Janelle Monáe
Dirty Computer
Je kan het nieuw album van Janelle Monáe niet bespreken zonder het onvermijdelijk ook over Prince te hebben. Ja, ze werkten met regelmaat samen. Ja, hij zou volgens Monáe ook wat van doen had met dit nieuwe album (al staat hij niet als creatieve medewerker in de credits). Maar zelfs al laat je dat buiten beschouwing, bevatten de carrières van Monáe en het gevallen popincoon alsnog de nodige parallellen. Vierden op Prince’ derde album (Dirty Mind) de vleselijke lusten volledig de boventoon, dat gebeurt nu ook op de derde van Monae. En waar Prince tekstueel regelmatig met gevoelens’ van kunstmatige intelligentie speelde (bijvoorbeeld Computer Blue), gebeurt dat hier ook. Op Dirty Computer fuseert Janelle Monáe ideeën uit het Princelijk universum en trekt ze volledig naar zichzelf toe.

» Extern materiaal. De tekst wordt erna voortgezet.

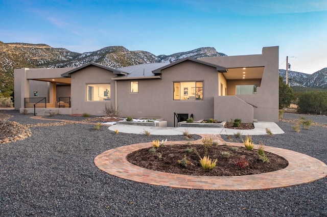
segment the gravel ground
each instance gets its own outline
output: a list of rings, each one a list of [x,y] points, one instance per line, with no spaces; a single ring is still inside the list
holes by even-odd
[[[43,122],[13,111],[7,112],[14,115],[10,120],[21,124]],[[300,117],[291,115],[289,118]],[[326,123],[325,116],[310,117]],[[327,164],[327,128],[312,127],[297,133],[292,123],[278,124],[285,134],[252,139],[256,143],[296,151]],[[0,145],[1,216],[327,216],[327,178],[267,191],[154,186],[108,175],[94,165],[94,159],[119,146],[154,139],[182,140],[182,136],[116,134],[105,126],[94,130],[82,124],[31,129],[31,137]]]

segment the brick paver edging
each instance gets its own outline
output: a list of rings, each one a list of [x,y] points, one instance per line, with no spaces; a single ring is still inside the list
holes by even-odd
[[[211,137],[222,144],[219,135],[200,135]],[[200,141],[193,141],[199,143]],[[167,142],[166,145],[184,144],[185,141]],[[243,146],[242,143],[232,143]],[[256,190],[306,183],[324,178],[327,166],[310,156],[289,150],[265,146],[265,150],[279,155],[289,165],[276,171],[239,176],[197,176],[179,175],[148,170],[134,165],[126,159],[130,153],[151,147],[152,143],[139,143],[106,151],[97,156],[95,165],[100,170],[118,177],[138,182],[171,187],[212,190]],[[255,148],[258,148],[256,146]]]

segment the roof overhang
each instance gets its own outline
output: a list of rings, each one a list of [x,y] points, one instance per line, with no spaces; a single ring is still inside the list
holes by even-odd
[[[75,68],[70,71],[67,71],[67,72],[62,74],[61,76],[63,77],[69,77],[72,76],[72,74],[73,74],[75,72],[77,72],[79,71],[80,71],[82,69],[85,69],[85,68],[87,68],[91,66],[96,66],[97,67],[103,68],[104,69],[105,69],[108,71],[111,71],[113,72],[114,74],[116,75],[125,75],[127,74],[127,73],[120,71],[116,69],[115,69],[114,68],[111,68],[108,66],[104,66],[103,65],[99,64],[94,62],[91,62],[91,63],[88,63],[86,64],[83,65],[82,66],[80,66],[79,67]]]
[[[113,77],[111,79],[114,80],[139,80],[141,79],[154,79],[154,78],[161,78],[161,76],[160,75],[151,76],[150,77]]]
[[[227,73],[224,73],[227,80],[243,79],[262,79],[265,67],[228,68]]]

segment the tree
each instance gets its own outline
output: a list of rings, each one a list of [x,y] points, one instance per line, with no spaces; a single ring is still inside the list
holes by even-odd
[[[291,101],[295,99],[293,90],[283,81],[283,77],[279,76],[279,109],[287,107]]]

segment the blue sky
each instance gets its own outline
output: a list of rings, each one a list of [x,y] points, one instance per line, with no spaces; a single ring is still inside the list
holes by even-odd
[[[0,0],[0,41],[72,51],[108,46],[171,55],[214,47],[228,56],[279,46],[291,70],[327,67],[327,0]]]

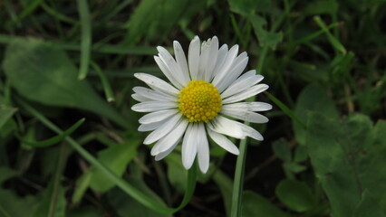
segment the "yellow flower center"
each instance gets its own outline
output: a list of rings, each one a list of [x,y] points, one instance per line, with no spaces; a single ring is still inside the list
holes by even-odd
[[[190,122],[213,119],[221,106],[217,89],[205,80],[193,80],[179,91],[179,110]]]

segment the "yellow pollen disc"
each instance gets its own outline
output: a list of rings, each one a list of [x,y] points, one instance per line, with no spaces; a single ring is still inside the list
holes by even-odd
[[[221,110],[221,106],[217,89],[205,80],[190,80],[179,91],[179,110],[190,122],[213,119]]]

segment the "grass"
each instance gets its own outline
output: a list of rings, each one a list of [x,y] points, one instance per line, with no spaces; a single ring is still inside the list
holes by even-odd
[[[0,8],[0,216],[386,216],[384,1]],[[187,53],[196,34],[239,44],[274,106],[250,124],[265,140],[235,140],[239,156],[213,144],[207,175],[180,146],[154,161],[130,109],[134,72],[165,79],[156,47]]]

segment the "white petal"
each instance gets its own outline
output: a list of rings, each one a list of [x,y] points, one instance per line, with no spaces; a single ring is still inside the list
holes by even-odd
[[[215,132],[227,136],[244,139],[246,137],[263,141],[263,136],[249,126],[217,116],[214,120],[207,123],[207,127]]]
[[[210,43],[208,44],[208,48],[207,50],[207,57],[205,60],[206,66],[203,71],[205,71],[204,74],[204,80],[210,82],[213,79],[213,70],[216,66],[216,62],[217,61],[217,55],[218,55],[218,39],[217,37],[214,36]]]
[[[163,74],[168,78],[168,80],[170,80],[170,82],[176,88],[182,89],[182,85],[179,82],[177,76],[175,76],[174,73],[171,72],[169,67],[168,66],[168,63],[166,63],[165,61],[163,61],[159,56],[154,56],[154,61],[156,61],[157,65],[159,65],[159,69],[161,70]]]
[[[154,123],[150,123],[150,124],[141,124],[140,125],[140,127],[138,127],[138,131],[140,132],[147,132],[147,131],[151,131],[154,130],[158,127],[159,127],[165,121],[158,121],[158,122],[154,122]]]
[[[164,121],[159,127],[151,132],[143,141],[143,144],[149,145],[153,142],[158,141],[159,138],[168,135],[174,127],[176,127],[177,123],[181,118],[182,114],[177,113],[175,116],[171,117],[168,120]]]
[[[179,44],[179,42],[174,41],[173,45],[174,55],[176,56],[177,64],[179,64],[183,75],[182,85],[185,87],[190,81],[187,58],[185,57],[184,50],[182,49],[181,44]]]
[[[237,119],[248,121],[251,123],[262,124],[262,123],[268,122],[268,118],[265,116],[263,116],[252,111],[244,110],[244,109],[232,109],[232,108],[222,108],[221,114],[224,114]]]
[[[243,55],[244,54],[244,55]],[[235,64],[232,66],[232,69],[224,76],[218,84],[216,86],[219,92],[223,92],[231,83],[233,83],[238,76],[246,69],[246,64],[248,63],[248,57],[246,52],[241,53],[236,60],[235,60]]]
[[[206,174],[209,168],[209,144],[207,143],[207,133],[203,123],[198,124],[197,138],[199,140],[197,148],[199,170],[203,174]]]
[[[195,36],[194,39],[190,42],[189,51],[188,53],[188,62],[189,65],[191,80],[197,80],[198,75],[199,51],[199,38],[198,36]]]
[[[178,107],[177,102],[172,101],[144,101],[135,104],[131,109],[137,112],[153,112]]]
[[[159,110],[151,112],[140,118],[139,122],[140,124],[150,124],[154,122],[159,122],[169,118],[174,114],[177,114],[178,112],[178,109]]]
[[[240,92],[240,93],[237,93],[237,94],[231,96],[229,98],[224,99],[222,103],[227,104],[227,103],[241,101],[241,100],[244,100],[244,99],[248,99],[250,97],[253,97],[255,95],[257,95],[257,94],[265,91],[269,87],[266,84],[257,84],[257,85],[255,85],[252,88],[246,90],[244,92]]]
[[[217,85],[218,85],[218,83],[227,74],[228,71],[231,70],[232,65],[235,61],[235,59],[237,56],[237,52],[238,52],[238,45],[236,44],[227,53],[227,58],[224,61],[224,64],[222,65],[221,68],[219,68],[218,71],[217,72],[215,76],[215,79],[212,81],[213,85],[217,87]]]
[[[237,102],[224,105],[221,109],[223,108],[247,111],[266,111],[272,109],[272,105],[265,102]]]
[[[189,124],[185,132],[184,140],[182,141],[182,165],[186,169],[189,169],[196,158],[198,146],[198,124]]]
[[[149,100],[156,100],[156,101],[177,101],[176,97],[172,97],[169,94],[165,94],[160,91],[156,91],[151,89],[144,88],[144,87],[134,87],[132,89],[135,93],[142,96],[145,99],[149,99]],[[148,100],[148,101],[149,101]]]
[[[135,73],[134,76],[145,82],[153,90],[162,91],[171,96],[177,96],[179,92],[177,89],[167,83],[165,80],[160,80],[153,75],[147,73]]]
[[[151,155],[157,156],[159,153],[168,151],[182,137],[188,123],[189,122],[185,118],[180,119],[179,123],[177,124],[173,130],[157,142],[156,146],[151,149]]]
[[[216,61],[215,69],[213,70],[213,77],[216,77],[219,70],[223,67],[227,55],[227,45],[223,44],[218,50],[217,61]],[[213,78],[212,78],[213,79]]]
[[[260,82],[263,79],[264,77],[262,75],[256,74],[255,70],[249,71],[248,72],[241,75],[236,80],[229,85],[229,87],[221,93],[221,98],[225,99],[236,93],[243,92],[255,84]]]
[[[217,144],[222,148],[226,149],[227,151],[234,154],[238,155],[240,152],[238,151],[238,148],[233,142],[231,142],[229,139],[227,139],[227,137],[216,133],[215,131],[211,130],[209,127],[207,128],[207,134],[209,137],[215,141],[216,144]]]
[[[170,148],[169,148],[167,151],[165,152],[161,152],[159,154],[158,154],[155,157],[156,161],[159,160],[162,160],[165,156],[167,156],[169,154],[170,154],[170,152],[172,152],[174,150],[174,148],[177,146],[177,145],[179,143],[179,141],[181,140],[181,138],[179,138],[179,140],[178,140],[173,146],[170,146]]]
[[[179,65],[177,64],[171,54],[163,47],[159,46],[157,47],[157,49],[159,52],[159,58],[168,66],[171,72],[171,75],[179,81],[179,84],[185,86],[184,83],[188,82],[188,80],[187,80],[188,77],[183,73]]]

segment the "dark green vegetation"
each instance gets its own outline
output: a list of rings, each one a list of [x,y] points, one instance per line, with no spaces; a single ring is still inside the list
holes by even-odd
[[[196,34],[270,85],[242,216],[386,216],[385,1],[3,0],[0,21],[1,217],[229,215],[236,157],[212,146],[171,214],[180,146],[155,162],[130,108],[133,73],[162,76],[155,47]]]

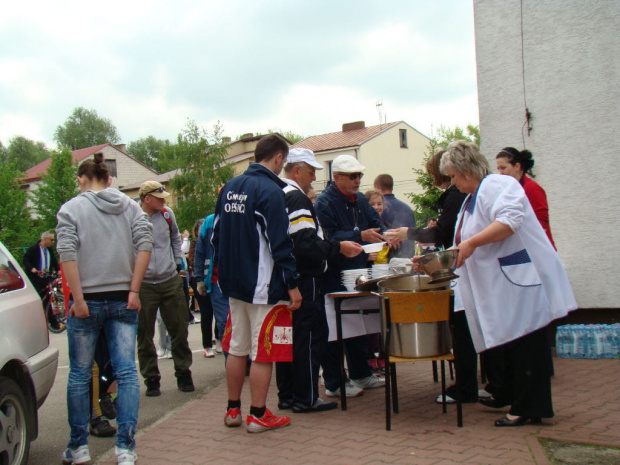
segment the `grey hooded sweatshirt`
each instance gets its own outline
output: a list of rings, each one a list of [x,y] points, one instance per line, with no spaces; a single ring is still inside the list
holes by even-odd
[[[146,213],[117,189],[86,191],[56,215],[61,262],[77,261],[84,293],[127,291],[138,251],[153,248]]]

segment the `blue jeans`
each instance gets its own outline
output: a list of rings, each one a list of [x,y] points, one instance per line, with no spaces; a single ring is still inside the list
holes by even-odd
[[[140,404],[140,384],[135,361],[138,312],[127,309],[127,302],[87,301],[86,303],[90,312],[89,317],[69,316],[67,319],[70,367],[67,407],[71,427],[68,447],[76,449],[88,444],[89,385],[97,339],[103,330],[118,385],[116,445],[133,450]]]
[[[213,316],[215,317],[215,326],[217,326],[217,339],[222,340],[224,329],[226,329],[226,320],[228,319],[228,298],[224,297],[219,283],[211,284],[211,305],[213,305]]]

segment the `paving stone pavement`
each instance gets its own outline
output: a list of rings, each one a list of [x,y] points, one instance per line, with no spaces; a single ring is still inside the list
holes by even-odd
[[[204,397],[168,413],[136,436],[142,465],[269,464],[549,464],[539,437],[620,447],[620,362],[555,358],[555,417],[542,425],[496,428],[507,409],[464,404],[464,427],[456,426],[456,408],[443,414],[434,403],[439,383],[430,363],[398,365],[400,413],[385,430],[384,390],[349,399],[348,410],[290,413],[289,427],[248,434],[226,428],[227,401],[222,383]],[[274,376],[275,379],[275,376]],[[247,378],[246,378],[247,381]],[[323,398],[324,392],[323,392]],[[162,397],[162,410],[165,399]],[[276,413],[275,380],[267,406]],[[249,410],[249,383],[242,411]],[[99,462],[116,463],[110,453]]]

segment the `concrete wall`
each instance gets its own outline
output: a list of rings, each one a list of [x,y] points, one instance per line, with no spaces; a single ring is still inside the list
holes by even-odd
[[[474,17],[482,151],[534,154],[580,307],[618,308],[620,2],[474,0]]]

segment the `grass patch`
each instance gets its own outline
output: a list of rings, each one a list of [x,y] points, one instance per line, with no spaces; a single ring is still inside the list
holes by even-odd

De eerste twee albums van Monáe waren conceptueel gelinkt en werden vanuit het oogpunt van de androïde hoofdpersoon Cindy Mayweather gezongen. Op Dirty Computer is Monae een mens van vlees (vooruit, en ook bloed) die een vaginamonoloog tot stand brengt. Letterlijk. “Let the vagina have a monologue!”, rapt ze in het felle Django Jane. Ze laat er geen misverstand over bestaan, de tijd is aangebroken voor vrouwen om door het glazen plafond te breken. “We gave you life, we gave you birth / We gave you God, we gave you Earth / We fem the future, don’t make it worse.” In PYNK gaat het wederom om de vagina, ditmaal puur als seksorgaan. Zonder het als zodanig te benoemen, windt ze er toch geen doekjes om. Dat in een uitermate minimalistisch maar poppy sausje. Het vrouwelijk voortplantingsorgaan wordt in I Got The Juice (een puike R&B-track waarin Pharrell Williams zijn kunsten duidelijk hoorbaar vertoont) ingezet om uitspraken van de huidige Amerikaanse president te becommentariëren. “You tryin’ to grab my pussy? / Let this pussy grab you back!”
Als gezegd, je kan het niet over Dirty Computer hebben zonder het ook over Prince te hebben. Zo’n fantastische track als Make Me Feel had zo van de kleine grootmeester kunnen zijn en het openingsgitaartje van Screwed (feat. Zoë Kravitz) lijkt op een vertraagd Kiss-gitaartje. Echter, als je inhoudelijk kijkt, schiet ze Prince ver voorbij. Prince zong over seks als een middel om dichterbij God te komen. Hij versmolt het profane en het sacrale. Echte statements maakte hij daar echter niet mee, zodra hij zich met wereldse zaken begon te bemoeien, blek Prince wereldvreemd. Monáe is dat niet en maakt die statements wel. Stevig en beslist, met zeggingskracht. Zij gebruikt op dit album seks en haar seksualiteit als middel om de stand van zaken in de wereld te duiden (en recht te zetten). “Everything is sex, ’cept sex, which is power”, zo klinkt het in genoemd Screwed. “Now ask yourself, who’s screwing you?”
Continu daagt Dirty Computer de luisteraar uit en wordt er gespeeld met de manier waarop we van oudsher naar de maatschappij, naar mensen, naar verhoudingen en beweegredenen kijken. Dat in een aanstekelijk muzikaal jasje dat uit dezelfde vaatjes (soul, funk, R&B, jazz, hiphop) tapt als de eerste twee albums, maar uiteindelijk toch vooral in de pure pophoek zit. Daardoor is Dirty Computer een heel slimme plaat geworden. Eentje die bijna als een paard van Troje je oorschelpen binnenglijdt en eenmaal in de hersenpan geraakt een meedogenloos leger op je loslaat.